Wills, Estates and Powers of Attorney

What is a will?

A will is a legal document which, as far as possible, ensures your assets are distributed according to your wishes after you die.

Your will can cover all your assets such as your house, land, motor vehicles, shares and bank accounts.
In your will you appoint an executor to distribute your assets to your beneficiaries (those you choose to receive your assets). Your choice of an executor should be carefully considered as the role can be very demanding and often complex, requiring legal and financial knowledge and guidance.

Any person of sound mind from the age of 18 years, or under 18 if married, can make a will.

What happens if I do not make a will:

Dying without a will (called ‘intestacy’) means your assets will be distributed according to rigid formulae set down by the laws of intestacy. Those laws may force the sale of your family home so that the debts can be satisfied and your estate is distributed to beneficiaries which you may not have considered. 

Preparing your will:

A will is a complex legal document which should be prepared by a solicitor. You should consider

  • who to appoint as executor/s and their powers

  • who to appoint as guardian of your children and how you would like to provide for your children’s future

  • what your current assets and liabilities are

  • who should receive your assets 

  • your life insurance

  • your preferred funeral arrangement

Can I prepare my own will?

You can prepare your own will but you do so at the risk of causing costly and emotional legal battles among relatives,  should a dispute arise after you die. When preparing a will, a number of legal requirements must be followed or else it may be deemed invalid. If this occurs, and you have no valid earlier will, you may be presumed to have died intestate, with the laws of intestacy to apply, unless the invalidity is rectified by court process, which is expensive. 

If your will is considered valid but your words fail to express your wishes accurately, the court may need to interpret your will, which may add further costs and emotional burden to your loved ones.

Changes to your will? 

Your circumstances may change significantly over time so it is advisable to regularly review your will in the event of: 

  • the birth of children or grandchildren

  • death of a beneficiary or executor 

  • financial changes 

  • home or property changes

On marriage, your current will is automatically revoked unless it states it is made in contemplation of your marriage.
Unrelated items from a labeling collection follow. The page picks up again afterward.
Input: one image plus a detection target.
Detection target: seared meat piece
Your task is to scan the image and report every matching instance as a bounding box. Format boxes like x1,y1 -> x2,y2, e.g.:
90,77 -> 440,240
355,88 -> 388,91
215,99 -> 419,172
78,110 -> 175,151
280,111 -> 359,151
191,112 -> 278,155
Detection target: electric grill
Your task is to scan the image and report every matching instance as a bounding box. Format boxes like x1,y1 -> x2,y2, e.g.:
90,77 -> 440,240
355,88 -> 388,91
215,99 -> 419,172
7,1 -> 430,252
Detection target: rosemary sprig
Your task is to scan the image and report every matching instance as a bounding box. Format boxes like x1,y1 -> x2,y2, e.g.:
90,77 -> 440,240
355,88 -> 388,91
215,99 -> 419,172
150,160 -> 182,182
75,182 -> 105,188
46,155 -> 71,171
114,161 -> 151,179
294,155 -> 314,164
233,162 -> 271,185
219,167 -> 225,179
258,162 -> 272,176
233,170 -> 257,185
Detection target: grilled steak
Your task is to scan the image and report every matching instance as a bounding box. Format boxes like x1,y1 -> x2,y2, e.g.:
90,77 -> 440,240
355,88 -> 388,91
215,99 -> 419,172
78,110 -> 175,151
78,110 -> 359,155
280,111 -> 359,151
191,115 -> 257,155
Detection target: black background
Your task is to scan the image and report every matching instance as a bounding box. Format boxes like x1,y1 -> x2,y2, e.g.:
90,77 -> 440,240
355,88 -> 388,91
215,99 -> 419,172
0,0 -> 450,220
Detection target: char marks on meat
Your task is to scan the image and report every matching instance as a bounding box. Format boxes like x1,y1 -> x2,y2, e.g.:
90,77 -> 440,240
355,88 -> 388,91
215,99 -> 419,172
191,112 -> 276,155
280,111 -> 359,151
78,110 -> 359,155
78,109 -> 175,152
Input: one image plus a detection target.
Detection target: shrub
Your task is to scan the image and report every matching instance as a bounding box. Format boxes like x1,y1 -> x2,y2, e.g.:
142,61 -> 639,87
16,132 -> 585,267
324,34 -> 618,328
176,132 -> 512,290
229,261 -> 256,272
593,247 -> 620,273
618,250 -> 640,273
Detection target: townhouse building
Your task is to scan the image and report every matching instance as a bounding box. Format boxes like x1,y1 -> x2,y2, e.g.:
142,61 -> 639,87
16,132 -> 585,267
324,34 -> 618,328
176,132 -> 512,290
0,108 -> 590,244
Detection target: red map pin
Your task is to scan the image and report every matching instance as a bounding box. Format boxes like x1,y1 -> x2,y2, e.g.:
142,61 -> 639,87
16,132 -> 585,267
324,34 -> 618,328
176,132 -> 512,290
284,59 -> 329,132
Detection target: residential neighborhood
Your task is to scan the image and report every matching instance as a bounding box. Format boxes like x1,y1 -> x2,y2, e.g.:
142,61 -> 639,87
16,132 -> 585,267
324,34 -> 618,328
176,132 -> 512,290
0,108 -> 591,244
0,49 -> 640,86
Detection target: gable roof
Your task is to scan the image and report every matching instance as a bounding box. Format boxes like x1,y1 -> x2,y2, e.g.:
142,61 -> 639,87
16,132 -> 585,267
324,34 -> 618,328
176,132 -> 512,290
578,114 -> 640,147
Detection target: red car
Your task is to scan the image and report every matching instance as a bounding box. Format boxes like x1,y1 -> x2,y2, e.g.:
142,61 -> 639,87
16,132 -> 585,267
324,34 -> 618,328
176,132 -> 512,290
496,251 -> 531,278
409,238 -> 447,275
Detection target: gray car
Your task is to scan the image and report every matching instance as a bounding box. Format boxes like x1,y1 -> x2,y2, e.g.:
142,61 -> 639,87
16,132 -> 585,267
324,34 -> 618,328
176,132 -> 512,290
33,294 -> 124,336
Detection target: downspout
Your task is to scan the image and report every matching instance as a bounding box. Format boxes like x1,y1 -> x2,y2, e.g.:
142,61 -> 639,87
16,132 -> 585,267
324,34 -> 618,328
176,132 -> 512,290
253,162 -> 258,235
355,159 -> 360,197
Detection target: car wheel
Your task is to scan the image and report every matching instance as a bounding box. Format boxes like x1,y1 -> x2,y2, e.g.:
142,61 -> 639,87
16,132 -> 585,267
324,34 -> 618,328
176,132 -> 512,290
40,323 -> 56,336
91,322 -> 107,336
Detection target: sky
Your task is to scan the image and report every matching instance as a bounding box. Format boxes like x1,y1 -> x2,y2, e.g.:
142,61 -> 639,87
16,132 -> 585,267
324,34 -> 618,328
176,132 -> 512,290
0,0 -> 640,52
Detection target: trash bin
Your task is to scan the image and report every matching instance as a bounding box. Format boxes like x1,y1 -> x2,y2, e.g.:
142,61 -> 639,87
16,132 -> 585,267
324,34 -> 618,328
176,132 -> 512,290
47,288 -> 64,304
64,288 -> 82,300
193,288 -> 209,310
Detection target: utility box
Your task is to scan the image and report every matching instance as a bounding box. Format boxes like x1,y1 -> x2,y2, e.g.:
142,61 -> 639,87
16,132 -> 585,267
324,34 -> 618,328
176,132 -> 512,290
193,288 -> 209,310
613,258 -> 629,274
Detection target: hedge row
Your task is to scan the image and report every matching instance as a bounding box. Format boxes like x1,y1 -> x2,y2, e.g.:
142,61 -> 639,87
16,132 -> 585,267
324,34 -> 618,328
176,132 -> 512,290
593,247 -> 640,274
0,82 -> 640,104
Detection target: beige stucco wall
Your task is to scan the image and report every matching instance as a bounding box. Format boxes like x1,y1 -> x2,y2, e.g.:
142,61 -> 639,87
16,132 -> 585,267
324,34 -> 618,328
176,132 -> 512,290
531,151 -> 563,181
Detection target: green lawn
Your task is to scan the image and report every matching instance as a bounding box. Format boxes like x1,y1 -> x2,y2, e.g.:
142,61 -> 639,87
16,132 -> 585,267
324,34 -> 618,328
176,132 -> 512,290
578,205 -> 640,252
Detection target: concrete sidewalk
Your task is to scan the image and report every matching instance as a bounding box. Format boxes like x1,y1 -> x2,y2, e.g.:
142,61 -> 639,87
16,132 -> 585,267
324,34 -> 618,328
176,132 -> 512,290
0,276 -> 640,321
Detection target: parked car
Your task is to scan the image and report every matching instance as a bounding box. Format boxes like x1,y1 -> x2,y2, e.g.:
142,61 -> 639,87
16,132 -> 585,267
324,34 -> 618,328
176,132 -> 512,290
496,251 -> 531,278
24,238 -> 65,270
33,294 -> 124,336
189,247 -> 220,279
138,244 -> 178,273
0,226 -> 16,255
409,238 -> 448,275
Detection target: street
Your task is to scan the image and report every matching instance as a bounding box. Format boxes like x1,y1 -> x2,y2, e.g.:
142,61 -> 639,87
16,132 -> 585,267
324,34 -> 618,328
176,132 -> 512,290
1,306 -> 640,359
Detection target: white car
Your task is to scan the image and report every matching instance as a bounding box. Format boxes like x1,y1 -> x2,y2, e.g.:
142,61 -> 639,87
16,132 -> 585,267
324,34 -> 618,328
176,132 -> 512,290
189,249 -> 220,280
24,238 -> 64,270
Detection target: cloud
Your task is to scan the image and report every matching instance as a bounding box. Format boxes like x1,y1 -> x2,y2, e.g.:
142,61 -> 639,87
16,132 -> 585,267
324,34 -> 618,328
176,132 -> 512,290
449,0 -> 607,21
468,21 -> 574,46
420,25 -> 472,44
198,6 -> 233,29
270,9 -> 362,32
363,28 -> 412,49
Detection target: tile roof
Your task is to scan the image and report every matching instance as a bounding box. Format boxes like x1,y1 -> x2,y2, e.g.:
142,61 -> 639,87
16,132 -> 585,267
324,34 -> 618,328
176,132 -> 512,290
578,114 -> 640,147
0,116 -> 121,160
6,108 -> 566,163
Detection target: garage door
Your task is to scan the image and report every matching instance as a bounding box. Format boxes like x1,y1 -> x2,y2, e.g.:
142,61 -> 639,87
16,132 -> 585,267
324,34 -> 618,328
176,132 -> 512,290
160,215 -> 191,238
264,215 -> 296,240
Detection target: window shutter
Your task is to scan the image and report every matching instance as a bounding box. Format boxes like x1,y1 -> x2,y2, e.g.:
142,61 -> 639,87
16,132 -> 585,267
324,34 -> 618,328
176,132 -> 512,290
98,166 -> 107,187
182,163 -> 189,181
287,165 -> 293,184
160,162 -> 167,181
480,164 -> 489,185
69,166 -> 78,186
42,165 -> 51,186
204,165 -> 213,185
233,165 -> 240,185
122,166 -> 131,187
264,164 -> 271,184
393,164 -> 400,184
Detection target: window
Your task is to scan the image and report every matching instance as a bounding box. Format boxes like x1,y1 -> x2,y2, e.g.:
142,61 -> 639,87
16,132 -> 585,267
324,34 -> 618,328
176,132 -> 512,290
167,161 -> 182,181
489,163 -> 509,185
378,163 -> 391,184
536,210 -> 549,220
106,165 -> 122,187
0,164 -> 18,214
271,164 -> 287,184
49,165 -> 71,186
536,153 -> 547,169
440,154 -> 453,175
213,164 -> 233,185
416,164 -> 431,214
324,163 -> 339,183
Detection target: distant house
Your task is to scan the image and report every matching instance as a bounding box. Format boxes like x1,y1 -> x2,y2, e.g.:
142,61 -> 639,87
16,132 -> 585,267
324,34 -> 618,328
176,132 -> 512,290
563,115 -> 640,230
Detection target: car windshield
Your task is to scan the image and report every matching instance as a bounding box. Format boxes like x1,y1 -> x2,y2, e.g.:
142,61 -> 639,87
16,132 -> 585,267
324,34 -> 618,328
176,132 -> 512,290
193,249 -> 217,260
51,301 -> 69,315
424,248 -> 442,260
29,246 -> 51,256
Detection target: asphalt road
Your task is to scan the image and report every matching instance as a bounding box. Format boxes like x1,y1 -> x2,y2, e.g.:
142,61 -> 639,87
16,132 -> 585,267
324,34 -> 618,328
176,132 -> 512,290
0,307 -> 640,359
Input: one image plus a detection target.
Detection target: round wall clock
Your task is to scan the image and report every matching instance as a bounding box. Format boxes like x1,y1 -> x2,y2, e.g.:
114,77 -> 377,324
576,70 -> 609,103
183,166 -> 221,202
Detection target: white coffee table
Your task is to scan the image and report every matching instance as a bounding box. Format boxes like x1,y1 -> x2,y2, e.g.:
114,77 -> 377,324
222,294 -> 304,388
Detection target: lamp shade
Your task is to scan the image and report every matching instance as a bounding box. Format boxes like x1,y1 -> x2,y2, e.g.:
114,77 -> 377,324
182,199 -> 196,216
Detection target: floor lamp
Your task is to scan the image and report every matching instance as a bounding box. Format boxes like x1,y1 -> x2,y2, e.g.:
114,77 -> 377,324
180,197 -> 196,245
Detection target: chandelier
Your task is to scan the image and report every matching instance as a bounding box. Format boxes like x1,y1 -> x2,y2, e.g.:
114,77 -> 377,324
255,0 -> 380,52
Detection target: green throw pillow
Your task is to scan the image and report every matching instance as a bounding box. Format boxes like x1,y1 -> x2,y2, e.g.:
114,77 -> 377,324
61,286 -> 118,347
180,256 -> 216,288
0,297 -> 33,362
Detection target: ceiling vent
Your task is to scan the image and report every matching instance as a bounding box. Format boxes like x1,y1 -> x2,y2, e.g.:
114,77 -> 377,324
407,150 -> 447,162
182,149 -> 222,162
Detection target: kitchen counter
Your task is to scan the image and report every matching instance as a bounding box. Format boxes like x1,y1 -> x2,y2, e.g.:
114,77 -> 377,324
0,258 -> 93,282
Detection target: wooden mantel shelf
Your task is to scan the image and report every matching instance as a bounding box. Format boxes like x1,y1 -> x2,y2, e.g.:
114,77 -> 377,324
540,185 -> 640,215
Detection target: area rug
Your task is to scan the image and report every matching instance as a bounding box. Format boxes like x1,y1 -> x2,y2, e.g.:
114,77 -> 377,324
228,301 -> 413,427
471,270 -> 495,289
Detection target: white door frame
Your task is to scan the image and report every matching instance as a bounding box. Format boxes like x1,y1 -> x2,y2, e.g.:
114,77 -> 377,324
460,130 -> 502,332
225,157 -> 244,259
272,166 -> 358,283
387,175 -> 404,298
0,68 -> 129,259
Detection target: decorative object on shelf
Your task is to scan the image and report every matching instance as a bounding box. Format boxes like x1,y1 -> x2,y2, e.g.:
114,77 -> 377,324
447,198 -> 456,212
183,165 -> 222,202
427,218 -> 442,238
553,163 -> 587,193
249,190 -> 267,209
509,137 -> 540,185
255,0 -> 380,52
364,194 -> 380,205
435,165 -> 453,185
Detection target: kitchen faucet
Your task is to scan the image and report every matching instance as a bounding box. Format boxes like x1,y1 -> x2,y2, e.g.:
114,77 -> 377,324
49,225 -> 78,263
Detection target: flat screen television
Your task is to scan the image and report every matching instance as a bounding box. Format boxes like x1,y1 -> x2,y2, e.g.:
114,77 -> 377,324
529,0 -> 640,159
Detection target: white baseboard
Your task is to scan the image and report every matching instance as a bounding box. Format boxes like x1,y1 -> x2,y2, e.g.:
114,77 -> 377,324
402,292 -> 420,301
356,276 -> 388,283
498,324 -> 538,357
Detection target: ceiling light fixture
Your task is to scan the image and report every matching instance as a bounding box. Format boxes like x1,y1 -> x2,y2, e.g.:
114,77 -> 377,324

Any Will you have in favour of a divorced spouse is immediately revoked as soon as the divorce is finalised. 

Can I appoint someone else to act on my behalf?

You can legally appoint a trusted family member, friend or relative, to act on your behalf to handle your affairs. This person is known as your attorney and is allowed to handle your affairs, or have the power to act on your behalf, if you

  • go overseas

  • take an extended holiday

  • suffer poor health

  • reach an age when you need greater assistance

A Power of Attorney is just as important as a will. While a will operates on your death, a power of attorney operated during your life.

Your appointed attorney must be over 18 years of age, someone you trust, able to understand what the appointment means and capable of looking after your affairs. In addition, an appointed attorney cannot be your health care provider (ie. your doctor), bankrupt, a paid carer and acting in anyone’s interest but yours (defined as a ‘conflict transaction’). 

Types of powers of attorney:

Enduring power of attorney

Under an enduring power of attorney (EPA), you may give your attorney the power to deal with all or any part of your financial, personal and health matters. An EPA for financial matters can come into effect either immediately when you lose capacity, or on a specific date or at a specific event. There are a number of other considerations regarding this decision. It is advisable to seek legal advice to ensure your choice is fully informed. 

If your attorney under an EPA acts in conflict of their duties and your interests (eg in financial relationships), they would enter a ‘conflict transaction’ which they can only do if you authorise such a transaction. It is best to discuss with us. 

Your EPA is automatically revoked: 

  • on your death 

  • when you marry, unless your new spouse is your existing attorney

  • when you divorce, if your attorney was your spouse

  • when you appoint a new attorney

  • if your attorney dies or loses decision-making capacity

  • if your attorney becomes unqualified, for example, bankrupt or a paid health care provider. 

You can choose to revoke your EPA at any time providing you are capable of understanding what you are doing. We can advise you on the procedures to follow. 

General power of attorney:

A general power of attorney is often used in a business context by a corporation or an individual. It can authorise your attorney to deal with your financial affairs and comes into effect on the date you elect (ie it is not dependent on you losing the capacity to make decisions). It may limit the extent to which your attorney may deal with your affairs. A general power of attorney is normally used for the purchase and sale of land (e.g while you are overseas).